WASHINGTON — History does not repeat itself, but it does endure the same recurring fevers. For two years now, I’ve painted the State of the Union from the upper gallery of what was once the House chamber, today is Statuary Hall.
As a migrant from Chile, it is an honor and a privilege to paint the portraits and landscapes of my beloved Congress. To walk through the Capitol corridors this week—past the heavy velvet ropes and the nervous glances of the new security details—is to be reminded that the war on the “foreign-born” is the oldest unfinished business in Washington.
Up in the West Wing, Stephen Miller, functioning now as the shadow president in all but title, is busying himself with the logistics of a purge. He is not merely interested in deportation, but in erasure—a scrubbing of the “migrant excellence” that he views as a stain on the national fabric.
But if Miller were to actually look up from his manifestos and gaze at the ceiling of the very building where he once served as a Senate aide, he would find himself staring into the eyes of Constantino Brumidi, a Roman refugee who painted the soul of the American legislature while the Stephen Millers of the nineteenth century tried to starve him out.
Brumidi was no “invasion” force of anything other than art. He was a political asylee fleeing the Papal States, a man of classical education and “cultivated tastes” who had once restored frescoes in the Vatican. When he arrived in the 1850s, the Capitol was a construction site of mud and ambition, two chambers separated by a plank, waiting for the dome that would eventually define the skyline.
It was Jefferson Davis—then a Senator and later Secretary of War, the biggest political force in the city—who oversaw the massive appropriation to expand the Capitol. Davis, complicated and contradictory, understood one thing that the current White House does not: the empire requires talent, and talent has no birthright. “It matters not where an artist is born,” the engineer Montgomery Meigs wrote in Brumidi’s defense. “That is beyond his control.”
But the Nativists, the “Know-Nothings” of 1854, controlled the streets and the committee rooms. They were the spiritual ancestors of today’s West Wing ideologues. They looked at Brumidi’s work—the “Loggia of Raphael” brought to the Potomac—and saw only a threat. The New York Tribune derided him as a “dauber of speckled men,” and critics in the House called his work “tawdry and gaudy,” furious that “foreign hirelings” were taking jobs from American painters who, quite frankly, didn’t know how to paint a fresco that wouldn’t peel in a week.
They formed commissions to stop him. They froze his pay. For six months in 1860, Brumidi painted the corridors of power without a paycheck, surviving on debt and the solidarity of his fellow immigrant laborers—the Germans, the French, the Italians who made up the “crowd of sixty or seventy” artisans under his command. He possessed, as his contemporaries noted, a “great good heart,” giving freely to his countrymen in distress, paying for their medicine and their funerals, even as the nativist press tried to bury his reputation.

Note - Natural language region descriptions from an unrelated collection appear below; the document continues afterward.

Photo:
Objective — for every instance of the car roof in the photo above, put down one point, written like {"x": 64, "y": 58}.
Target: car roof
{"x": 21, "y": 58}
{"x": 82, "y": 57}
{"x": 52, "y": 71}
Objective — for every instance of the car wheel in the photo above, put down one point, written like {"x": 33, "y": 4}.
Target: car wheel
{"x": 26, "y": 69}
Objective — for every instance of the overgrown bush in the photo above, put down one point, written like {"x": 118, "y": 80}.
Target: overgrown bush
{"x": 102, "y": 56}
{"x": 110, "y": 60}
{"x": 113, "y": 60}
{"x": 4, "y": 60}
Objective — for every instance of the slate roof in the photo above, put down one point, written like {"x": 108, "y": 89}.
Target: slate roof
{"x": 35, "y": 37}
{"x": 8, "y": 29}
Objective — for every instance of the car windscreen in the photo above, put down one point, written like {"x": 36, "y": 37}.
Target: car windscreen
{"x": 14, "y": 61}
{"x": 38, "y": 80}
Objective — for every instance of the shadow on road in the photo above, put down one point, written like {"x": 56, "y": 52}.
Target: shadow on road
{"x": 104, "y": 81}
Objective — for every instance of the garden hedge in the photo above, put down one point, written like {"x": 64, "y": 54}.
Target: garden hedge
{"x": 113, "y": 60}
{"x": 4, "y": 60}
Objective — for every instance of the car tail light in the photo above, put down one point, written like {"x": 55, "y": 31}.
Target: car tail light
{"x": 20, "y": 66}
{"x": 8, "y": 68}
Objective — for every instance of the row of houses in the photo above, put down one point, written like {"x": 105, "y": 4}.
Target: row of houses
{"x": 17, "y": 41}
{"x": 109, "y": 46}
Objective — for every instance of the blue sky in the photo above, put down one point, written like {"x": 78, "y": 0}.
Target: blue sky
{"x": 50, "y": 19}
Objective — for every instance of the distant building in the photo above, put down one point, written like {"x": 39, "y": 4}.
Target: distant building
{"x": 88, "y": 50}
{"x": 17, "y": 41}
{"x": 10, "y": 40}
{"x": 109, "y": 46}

Brumidi survived the Know-Nothings. The Art Commission that was created to destroy him was abolished; the critics lost their seats or their relevance; the Civil War came and went. Brumidi kept painting. He died poor, but he left us the Rotunda.

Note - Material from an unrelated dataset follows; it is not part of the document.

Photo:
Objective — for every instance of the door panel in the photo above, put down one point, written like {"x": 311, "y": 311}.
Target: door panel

That same resilience was on display all week, not in the humid swamp of D.C., but in the bone-cracking cold of Minneapolis. When the wind chill hit forty below, the city did not hunker down; it stood up. A massive General Strike paralyzed the metro area, a collective refusal to normalize the “secret police” tactics being piloted by the administration.
At the Minneapolis airport this month, the resistance took on a moral clarity that would have silenced a cathedral. One hundred priests, vestments whipping in the freezing wind, blocked the tarmac to stop Delta Airlines from facilitating ICE deportation flights. They were arrested, one by one, a procession of conscience against the banality of contracted evil. These are not the actions of a defeated populace. They are the friction that wears down the machine.
Stephen Miller is betting on exhaustion. He is banking on the idea that the American people will eventually accept the purge of their neighbors as the cost of doing business. But he misreads the room, just as the Know-Nothings misread the 1850s. The “brainrot” of the nativist movement is loud, but it is historically brittle.
Adversity is the medium in which the immigrant works. Brumidi painted his masterpieces by candlelight when the funds for gas were cut. He painted through the insults, through the xenophobia, through the broken English he spoke until his dying day. He knew that the paint dries, the art remains, and the critics eventually become nothing more than footnotes in the tour guide’s script.
The shadow presidency is formidable, and the pain it inflicts is real. But the people shivering on the picket lines in Minnesota and the immigrants painting the next chapter of this country share a secret that Miller will never understand: You can delay the work, you can refuse to pay for it, you can even arrest the artists. But you cannot stop the creation of a nation that belongs to everyone. The dome is already painted. We just have to keep the roof from caving in while I paint the characters beneath it.